Время от времени приходили письма от дяди Стефана и даже фото. Он, что называется, вышел в люди, или, как принято говорить (и сегодня тоже), выбился наверх, но что значит верх и что значит низ? Дядя Стефан, бывший подмастерье мясника, владел теперь фермой. На фото виднелись два грубо сколоченных бревенчатых дома среди голой степи без единого дерева или кустика. Прерии, ясное дело прерии, мы, дети, не сомневались, что все прерии, и те, что расстилались позади дяди на фото, тоже принадлежат дяде Стефану. На другой фотографии дядя Стефан сидел верхом на лошади. На нем была ковбойская шляпа, и он был похож на нашего отца. Он сидел очень прямо и курил длинную трубку. Лошадь дяди Стефана была «с запалом», как говорят лошадники (мое умение разбираться в лошадях выработалось рано); все понятно: огромные расстояния, ветер, прерии— дядя не мог щадить свою лошадь; но, вообще-то говоря, для меня как наездника по сю пору остается загадкой, как мог дядя скакать верхом с длинной трубкой в зубах.

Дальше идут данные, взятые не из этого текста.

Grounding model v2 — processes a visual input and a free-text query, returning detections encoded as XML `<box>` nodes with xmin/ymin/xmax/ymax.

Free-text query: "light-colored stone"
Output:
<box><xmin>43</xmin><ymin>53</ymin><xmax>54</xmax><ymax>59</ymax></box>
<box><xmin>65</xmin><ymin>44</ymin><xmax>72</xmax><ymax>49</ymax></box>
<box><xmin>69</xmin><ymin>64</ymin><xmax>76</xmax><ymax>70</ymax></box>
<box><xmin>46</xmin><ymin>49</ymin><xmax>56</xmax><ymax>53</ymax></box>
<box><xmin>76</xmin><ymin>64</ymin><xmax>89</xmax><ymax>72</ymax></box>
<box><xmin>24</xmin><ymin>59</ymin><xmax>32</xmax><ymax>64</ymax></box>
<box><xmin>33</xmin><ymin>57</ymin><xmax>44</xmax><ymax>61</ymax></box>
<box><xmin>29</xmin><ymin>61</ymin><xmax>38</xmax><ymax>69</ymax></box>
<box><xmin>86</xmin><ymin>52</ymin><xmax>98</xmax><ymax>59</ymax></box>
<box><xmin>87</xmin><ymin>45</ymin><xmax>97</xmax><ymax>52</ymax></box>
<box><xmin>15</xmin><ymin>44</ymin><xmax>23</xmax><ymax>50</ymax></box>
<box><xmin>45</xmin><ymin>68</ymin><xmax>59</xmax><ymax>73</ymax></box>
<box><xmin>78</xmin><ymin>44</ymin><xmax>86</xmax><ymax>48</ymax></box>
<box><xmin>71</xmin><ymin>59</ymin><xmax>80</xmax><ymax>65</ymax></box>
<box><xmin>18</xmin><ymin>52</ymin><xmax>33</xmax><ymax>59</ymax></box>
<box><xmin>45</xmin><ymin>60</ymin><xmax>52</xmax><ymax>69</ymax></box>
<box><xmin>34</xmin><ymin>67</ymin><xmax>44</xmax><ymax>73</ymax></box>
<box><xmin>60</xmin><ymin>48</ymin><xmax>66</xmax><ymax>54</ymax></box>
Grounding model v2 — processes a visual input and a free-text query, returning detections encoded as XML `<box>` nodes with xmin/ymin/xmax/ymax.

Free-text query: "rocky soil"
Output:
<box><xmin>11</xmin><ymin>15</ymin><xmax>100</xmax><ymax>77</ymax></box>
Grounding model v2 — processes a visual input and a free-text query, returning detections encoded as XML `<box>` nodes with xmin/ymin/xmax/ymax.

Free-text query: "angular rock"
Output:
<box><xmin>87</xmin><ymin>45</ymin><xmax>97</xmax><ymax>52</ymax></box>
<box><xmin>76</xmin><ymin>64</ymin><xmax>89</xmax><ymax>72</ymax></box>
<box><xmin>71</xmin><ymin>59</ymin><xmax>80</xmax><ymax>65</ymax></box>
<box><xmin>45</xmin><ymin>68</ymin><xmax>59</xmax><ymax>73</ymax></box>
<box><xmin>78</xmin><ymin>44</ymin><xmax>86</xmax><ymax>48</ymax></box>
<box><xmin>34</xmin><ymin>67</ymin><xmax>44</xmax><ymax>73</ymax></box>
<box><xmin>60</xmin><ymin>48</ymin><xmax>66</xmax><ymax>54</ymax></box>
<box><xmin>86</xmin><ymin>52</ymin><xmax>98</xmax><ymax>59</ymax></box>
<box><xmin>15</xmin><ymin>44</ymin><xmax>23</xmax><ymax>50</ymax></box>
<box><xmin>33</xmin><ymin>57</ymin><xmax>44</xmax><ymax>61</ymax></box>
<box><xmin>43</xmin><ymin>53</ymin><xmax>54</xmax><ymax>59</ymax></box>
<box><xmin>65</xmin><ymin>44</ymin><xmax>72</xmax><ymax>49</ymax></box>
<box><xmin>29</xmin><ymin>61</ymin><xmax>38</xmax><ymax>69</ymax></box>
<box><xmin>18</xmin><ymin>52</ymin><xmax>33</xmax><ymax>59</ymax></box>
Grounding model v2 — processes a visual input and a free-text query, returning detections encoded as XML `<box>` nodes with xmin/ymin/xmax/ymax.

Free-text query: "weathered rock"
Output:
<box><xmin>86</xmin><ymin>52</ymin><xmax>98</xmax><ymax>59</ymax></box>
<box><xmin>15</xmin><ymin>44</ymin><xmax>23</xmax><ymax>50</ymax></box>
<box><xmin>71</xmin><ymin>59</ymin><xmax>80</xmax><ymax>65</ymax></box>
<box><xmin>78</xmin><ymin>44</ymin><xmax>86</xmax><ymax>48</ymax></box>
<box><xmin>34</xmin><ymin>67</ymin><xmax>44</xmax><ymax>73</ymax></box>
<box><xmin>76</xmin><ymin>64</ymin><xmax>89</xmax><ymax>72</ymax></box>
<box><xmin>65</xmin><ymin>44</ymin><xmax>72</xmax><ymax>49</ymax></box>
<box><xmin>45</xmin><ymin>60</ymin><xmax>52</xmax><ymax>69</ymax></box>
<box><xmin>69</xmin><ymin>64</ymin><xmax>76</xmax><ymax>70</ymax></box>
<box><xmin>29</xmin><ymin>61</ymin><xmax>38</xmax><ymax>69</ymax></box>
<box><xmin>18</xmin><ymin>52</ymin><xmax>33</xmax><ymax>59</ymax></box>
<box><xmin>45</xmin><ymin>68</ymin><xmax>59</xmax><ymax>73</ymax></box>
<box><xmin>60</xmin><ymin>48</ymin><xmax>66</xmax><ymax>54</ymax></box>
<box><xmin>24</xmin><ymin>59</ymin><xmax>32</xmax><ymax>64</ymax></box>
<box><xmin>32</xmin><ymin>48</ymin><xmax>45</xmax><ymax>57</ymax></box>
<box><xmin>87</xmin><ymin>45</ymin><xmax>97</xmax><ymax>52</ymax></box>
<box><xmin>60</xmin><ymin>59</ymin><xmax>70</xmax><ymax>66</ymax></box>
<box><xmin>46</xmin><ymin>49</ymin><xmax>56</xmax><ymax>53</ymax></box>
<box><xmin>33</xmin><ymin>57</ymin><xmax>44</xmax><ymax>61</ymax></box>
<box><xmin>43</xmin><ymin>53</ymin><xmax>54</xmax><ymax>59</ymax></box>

Дядя Стефан сообщал, что женился на учительнице. Бабушка Доротея таяла от гордости. Из дальнейшего стало ясно, что учительница принесла в семью двоих детей. Бабушка Доротея вздыхала, казалось, она забыла, что сама вышла замуж с тремя детьми. Ее память вообще отличалась странными свойствами. Бабушка утверждала, например, что мы все краснокожие во искупление греха дедушки с рыжей ученицей музыкальной школы, позабыв, что сама она тоже рыжеволоса.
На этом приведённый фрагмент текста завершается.